Systematic error analysis uncovers recurring and non-trivial failure patterns:

Early-stage privacy violations (Figure 4): The overwhelming majority of privacy infractions occur during the first three turns of interaction, implicating initial information exchange protocols and unstable disclosure strategies as primary vulnerabilities.
Over-conservative abstraction: Agents, to avert privacy breaches, resort to excessive abstraction or omission, resulting in insufficient informativeness for their partners and impeding task resolution.
Privacy-induced hallucination: When direct disclosure is precluded, agents sometimes fabricate plausible but incorrect details, misleading the collaborator and generating invalid final outputs—41% of observed task failures exhibit this characteristic.
Figure 4: Illustration of failure modes—early privacy violations, over-conservative abstraction, and privacy-induced hallucinations induced by privacy constraints.

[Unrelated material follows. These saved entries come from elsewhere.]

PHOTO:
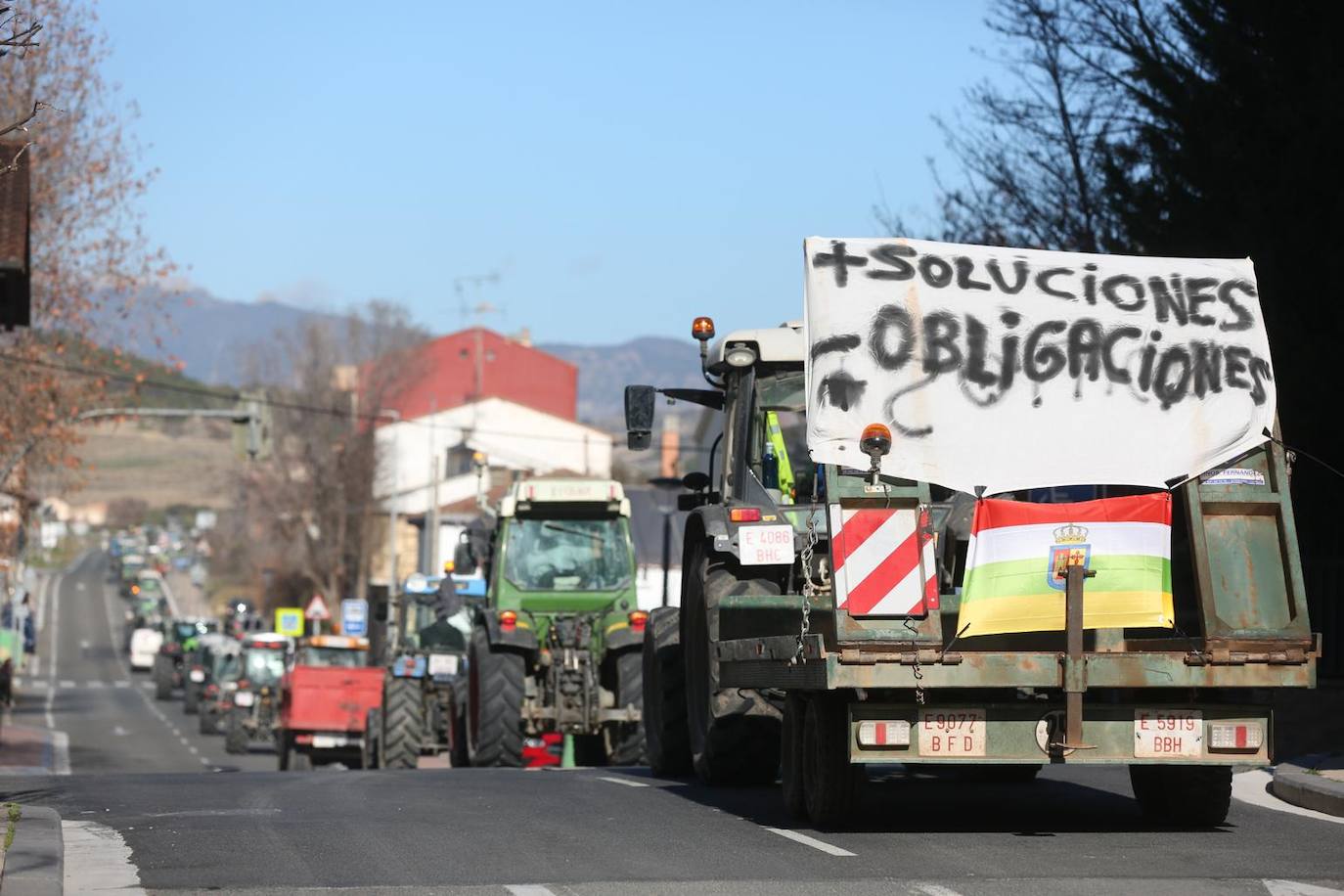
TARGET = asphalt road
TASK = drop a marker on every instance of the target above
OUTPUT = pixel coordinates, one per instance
(604, 830)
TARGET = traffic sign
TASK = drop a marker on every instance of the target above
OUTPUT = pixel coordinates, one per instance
(354, 617)
(317, 608)
(290, 621)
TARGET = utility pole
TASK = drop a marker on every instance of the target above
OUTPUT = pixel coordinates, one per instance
(431, 517)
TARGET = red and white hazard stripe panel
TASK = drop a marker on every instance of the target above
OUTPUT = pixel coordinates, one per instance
(883, 561)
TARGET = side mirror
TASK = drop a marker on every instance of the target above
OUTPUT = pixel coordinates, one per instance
(639, 417)
(464, 561)
(696, 479)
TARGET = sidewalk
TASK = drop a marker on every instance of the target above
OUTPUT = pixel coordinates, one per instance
(1312, 782)
(34, 866)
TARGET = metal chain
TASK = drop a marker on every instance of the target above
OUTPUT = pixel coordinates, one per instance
(915, 633)
(809, 589)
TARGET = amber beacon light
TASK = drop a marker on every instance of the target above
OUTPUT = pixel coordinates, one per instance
(876, 443)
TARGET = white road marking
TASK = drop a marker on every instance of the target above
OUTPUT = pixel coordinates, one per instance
(60, 752)
(56, 648)
(1253, 787)
(98, 860)
(809, 841)
(624, 781)
(1293, 888)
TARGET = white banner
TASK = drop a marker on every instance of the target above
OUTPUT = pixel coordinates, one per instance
(1008, 368)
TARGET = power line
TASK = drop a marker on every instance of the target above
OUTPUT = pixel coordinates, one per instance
(200, 391)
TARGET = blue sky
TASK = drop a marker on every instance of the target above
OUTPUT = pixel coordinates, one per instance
(621, 165)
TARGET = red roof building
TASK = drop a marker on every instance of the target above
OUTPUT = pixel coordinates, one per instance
(477, 363)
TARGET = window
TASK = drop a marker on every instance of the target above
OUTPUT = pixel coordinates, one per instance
(567, 555)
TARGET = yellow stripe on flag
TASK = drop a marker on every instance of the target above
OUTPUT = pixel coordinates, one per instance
(1008, 614)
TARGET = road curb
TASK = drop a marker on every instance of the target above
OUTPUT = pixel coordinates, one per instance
(1294, 784)
(35, 863)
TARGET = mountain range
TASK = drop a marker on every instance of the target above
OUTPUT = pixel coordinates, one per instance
(215, 338)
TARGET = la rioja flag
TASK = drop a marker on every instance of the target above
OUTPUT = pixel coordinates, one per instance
(1017, 553)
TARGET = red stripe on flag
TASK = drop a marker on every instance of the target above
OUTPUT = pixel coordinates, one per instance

Ablations and Protocol Analyses

Explicit privacy prompting is necessary but not sufficient: omitting privacy instructions in system prompts sharply reduces privacy compliance, yet chain-of-thought privacy reasoning does not reliably mitigate task-privacy trade-offs. Protocol variations shifting initiative to the non-default agent do not attenuate the observed initiator dominance, countering simple hypotheses about turn-order artifacts and underscoring the intrinsic challenges of decentralization under asymmetric constraints.

Model Robustness and Collaboration Dynamics

Empirical analysis in the joint privacy-task space reveals that:

GPT-5.1 establishes a stable anchor in both task and privacy success metrics, reliably guiding collaboration regardless of partner model.
Collaborator selection induces high variance for non-GPT models, exacerbated under adversarial partner configurations, with success rates dropping precipitously in the presence of uncooperative or misaligned agents.
Figure 5: Distributions of model performance in the joint task-privacy space across agent pairings; GPT remains a robust anchor while other models show high variance.

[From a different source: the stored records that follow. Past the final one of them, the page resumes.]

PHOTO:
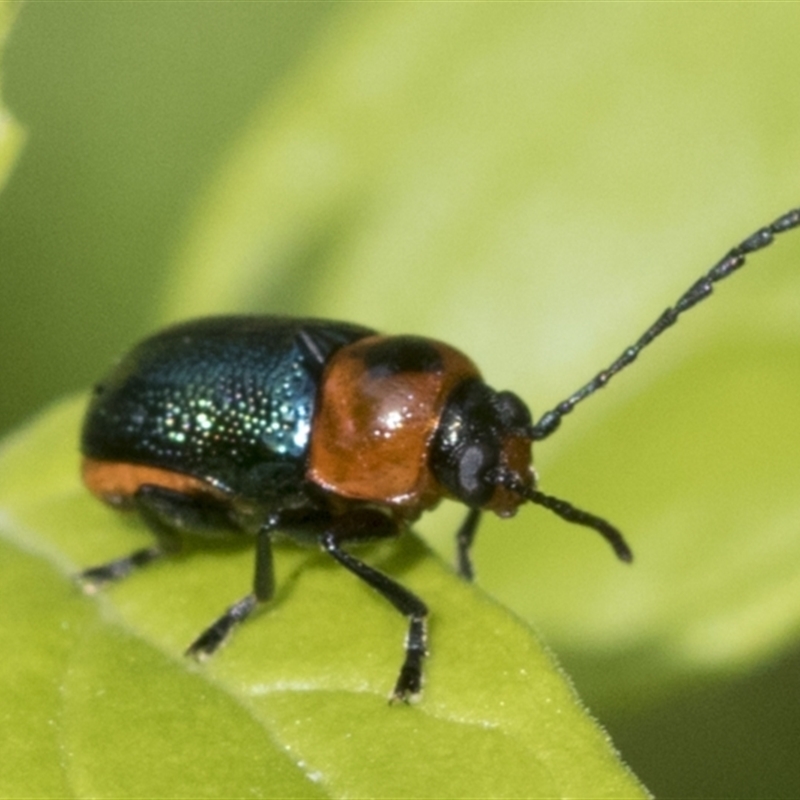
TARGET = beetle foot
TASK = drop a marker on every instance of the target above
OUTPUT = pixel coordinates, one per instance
(210, 640)
(92, 580)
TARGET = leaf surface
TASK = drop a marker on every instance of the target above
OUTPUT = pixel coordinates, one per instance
(296, 705)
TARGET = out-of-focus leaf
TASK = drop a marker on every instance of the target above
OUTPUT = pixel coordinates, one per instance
(296, 706)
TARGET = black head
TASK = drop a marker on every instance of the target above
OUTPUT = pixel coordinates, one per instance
(481, 455)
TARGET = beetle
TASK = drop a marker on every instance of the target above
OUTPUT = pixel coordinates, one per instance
(331, 434)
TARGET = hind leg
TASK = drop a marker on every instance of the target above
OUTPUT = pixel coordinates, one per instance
(166, 512)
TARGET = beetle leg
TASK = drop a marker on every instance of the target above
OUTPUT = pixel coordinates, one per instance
(209, 641)
(409, 682)
(464, 539)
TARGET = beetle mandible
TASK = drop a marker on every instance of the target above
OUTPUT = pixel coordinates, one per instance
(331, 434)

Distinct privacy constraint types (range-based vs. change-based) affect difficulty but do not alter overall qualitative model ranking, with change-based constraints more frequently leading to failure.

Theoretical and Practical Implications

PAC-BENCH reveals that privacy-constrained multi-agent collaboration cannot be trivially solved by current LLM agents, even with strong task-solving architectures. The persistent gap highlights theoretical limits in current LLM-based coordination: information asymmetry and privacy constraints disrupt the iterative establishment of common knowledge, introduce unrecoverable early missteps, and impose new types of alignment and negotiation challenges. Failure analysis shows that models are not yet equipped with effective partial-disclosure, uncertainty calibration, or context-sensitive negotiation strategies.

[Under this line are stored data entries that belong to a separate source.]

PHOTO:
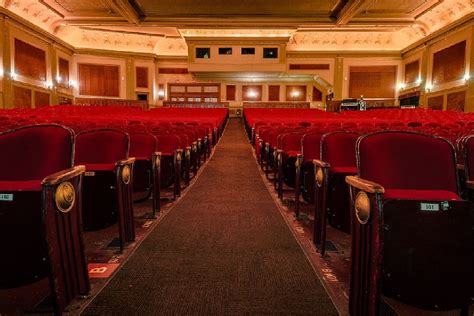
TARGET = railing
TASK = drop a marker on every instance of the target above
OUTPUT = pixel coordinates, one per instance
(293, 105)
(111, 102)
(172, 104)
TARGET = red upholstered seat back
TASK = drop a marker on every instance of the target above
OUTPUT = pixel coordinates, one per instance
(311, 146)
(167, 143)
(469, 150)
(34, 152)
(291, 142)
(142, 145)
(102, 146)
(338, 148)
(409, 161)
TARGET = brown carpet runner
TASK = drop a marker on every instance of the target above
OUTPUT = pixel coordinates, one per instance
(224, 249)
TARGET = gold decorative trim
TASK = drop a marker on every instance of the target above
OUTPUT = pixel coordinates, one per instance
(319, 177)
(362, 207)
(65, 196)
(126, 174)
(158, 162)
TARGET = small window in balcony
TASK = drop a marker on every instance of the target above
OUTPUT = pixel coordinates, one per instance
(247, 51)
(225, 50)
(203, 52)
(270, 52)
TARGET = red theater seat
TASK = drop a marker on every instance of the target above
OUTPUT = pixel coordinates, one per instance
(412, 234)
(304, 180)
(338, 159)
(171, 157)
(146, 172)
(40, 213)
(108, 181)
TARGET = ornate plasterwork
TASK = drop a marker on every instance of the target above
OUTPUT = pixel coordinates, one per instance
(333, 41)
(237, 32)
(330, 38)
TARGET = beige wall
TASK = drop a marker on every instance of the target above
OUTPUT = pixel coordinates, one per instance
(425, 53)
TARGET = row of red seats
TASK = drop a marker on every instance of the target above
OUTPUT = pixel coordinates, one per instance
(402, 177)
(57, 182)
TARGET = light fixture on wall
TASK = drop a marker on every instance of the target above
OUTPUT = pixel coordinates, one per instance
(72, 83)
(428, 87)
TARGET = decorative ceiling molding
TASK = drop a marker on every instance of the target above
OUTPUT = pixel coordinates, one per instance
(360, 27)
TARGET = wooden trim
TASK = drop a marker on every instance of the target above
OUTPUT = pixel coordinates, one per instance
(365, 185)
(63, 175)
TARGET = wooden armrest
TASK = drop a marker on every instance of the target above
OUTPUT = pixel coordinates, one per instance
(124, 162)
(470, 184)
(63, 175)
(321, 163)
(365, 185)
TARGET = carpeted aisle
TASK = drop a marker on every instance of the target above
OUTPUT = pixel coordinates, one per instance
(224, 249)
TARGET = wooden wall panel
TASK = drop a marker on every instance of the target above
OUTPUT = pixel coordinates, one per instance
(30, 61)
(412, 71)
(295, 93)
(435, 103)
(317, 95)
(63, 73)
(41, 99)
(456, 101)
(309, 66)
(372, 81)
(449, 63)
(173, 71)
(21, 97)
(141, 75)
(99, 80)
(274, 93)
(252, 93)
(230, 92)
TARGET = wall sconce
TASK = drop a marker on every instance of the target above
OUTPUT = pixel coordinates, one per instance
(72, 83)
(428, 87)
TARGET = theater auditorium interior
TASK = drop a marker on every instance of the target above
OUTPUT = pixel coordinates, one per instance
(250, 157)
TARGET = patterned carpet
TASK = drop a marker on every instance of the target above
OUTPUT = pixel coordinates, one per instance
(223, 250)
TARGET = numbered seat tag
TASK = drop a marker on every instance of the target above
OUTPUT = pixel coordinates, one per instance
(430, 207)
(6, 197)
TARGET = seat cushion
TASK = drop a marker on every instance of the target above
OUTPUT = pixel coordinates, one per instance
(100, 167)
(428, 195)
(29, 185)
(292, 153)
(352, 170)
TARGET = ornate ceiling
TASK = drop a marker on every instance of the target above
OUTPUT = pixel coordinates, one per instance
(161, 27)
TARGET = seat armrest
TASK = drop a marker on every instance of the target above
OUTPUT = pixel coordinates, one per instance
(470, 184)
(321, 164)
(63, 175)
(365, 185)
(124, 162)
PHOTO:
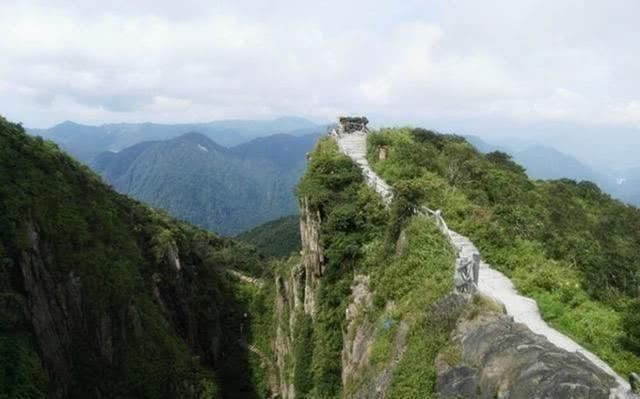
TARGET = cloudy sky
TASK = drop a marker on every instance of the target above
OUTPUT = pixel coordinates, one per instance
(505, 62)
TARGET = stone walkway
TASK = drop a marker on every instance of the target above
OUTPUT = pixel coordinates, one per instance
(491, 282)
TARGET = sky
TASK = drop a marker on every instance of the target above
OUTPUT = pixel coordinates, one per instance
(496, 65)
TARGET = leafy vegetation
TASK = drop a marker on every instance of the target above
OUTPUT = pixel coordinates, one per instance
(359, 236)
(564, 243)
(351, 216)
(148, 305)
(277, 238)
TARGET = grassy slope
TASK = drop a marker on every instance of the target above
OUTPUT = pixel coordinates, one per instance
(357, 236)
(566, 244)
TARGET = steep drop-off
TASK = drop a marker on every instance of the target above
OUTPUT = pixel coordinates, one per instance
(369, 309)
(102, 297)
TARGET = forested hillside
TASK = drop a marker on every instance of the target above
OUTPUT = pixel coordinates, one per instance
(564, 243)
(226, 190)
(101, 296)
(277, 238)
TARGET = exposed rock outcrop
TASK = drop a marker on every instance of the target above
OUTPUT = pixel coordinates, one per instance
(312, 258)
(500, 358)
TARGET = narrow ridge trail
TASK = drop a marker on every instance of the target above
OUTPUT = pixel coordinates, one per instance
(490, 282)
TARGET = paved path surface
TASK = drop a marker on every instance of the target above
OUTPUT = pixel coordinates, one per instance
(491, 282)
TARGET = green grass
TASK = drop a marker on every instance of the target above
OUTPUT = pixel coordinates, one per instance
(565, 244)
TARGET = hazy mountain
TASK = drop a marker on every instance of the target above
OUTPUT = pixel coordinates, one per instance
(547, 163)
(85, 142)
(227, 190)
(628, 186)
(277, 238)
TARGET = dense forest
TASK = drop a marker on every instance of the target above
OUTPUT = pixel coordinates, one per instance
(100, 296)
(278, 238)
(564, 243)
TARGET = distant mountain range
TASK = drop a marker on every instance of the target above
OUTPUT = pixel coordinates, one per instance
(544, 162)
(85, 142)
(226, 190)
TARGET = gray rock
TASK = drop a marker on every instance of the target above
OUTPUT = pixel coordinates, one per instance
(504, 359)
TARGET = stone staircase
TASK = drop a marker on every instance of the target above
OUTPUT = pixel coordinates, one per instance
(490, 282)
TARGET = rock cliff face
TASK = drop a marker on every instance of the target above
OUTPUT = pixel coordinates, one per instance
(312, 258)
(64, 319)
(499, 358)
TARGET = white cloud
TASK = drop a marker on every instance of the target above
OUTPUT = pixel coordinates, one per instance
(187, 61)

On the practical side, these results expose deployment risks for organizational and personal agent systems where privacy is non-negotiable. Current agentic frameworks are likely to leak information, underperform, or hallucinate in ways that undermine both utility and trust without principled advances in privacy-aware reasoning and interaction protocols.

Future Research Directions

Progress will demand new architectures that embed privacy as a core inductive bias, refined prompt engineering for context-adaptive constraint reasoning, tool-use robustness under partial observability, and possibly the integration of explicit negotiation/justification phases early in the interaction protocol to preempt privacy-utility deadlocks. Realism will also require dynamic constraints and extensions to larger agent collectives, where coalition behaviors and indirect inference risks are amplified.

Conclusion

PAC-BENCH establishes privacy-aware multi-agent collaboration as a distinct, unsolved challenge that necessitates rethinking both agent architectures and evaluation paradigms. The benchmark's structured, systematic approach uncovers the sharp tension between collaboration and constraint, exposes the fragility of existing solutions, and offers a foundation for developing agents equipped to deploy in settings where privacy, ownership, and interactively conditioned behavior are indispensable system properties.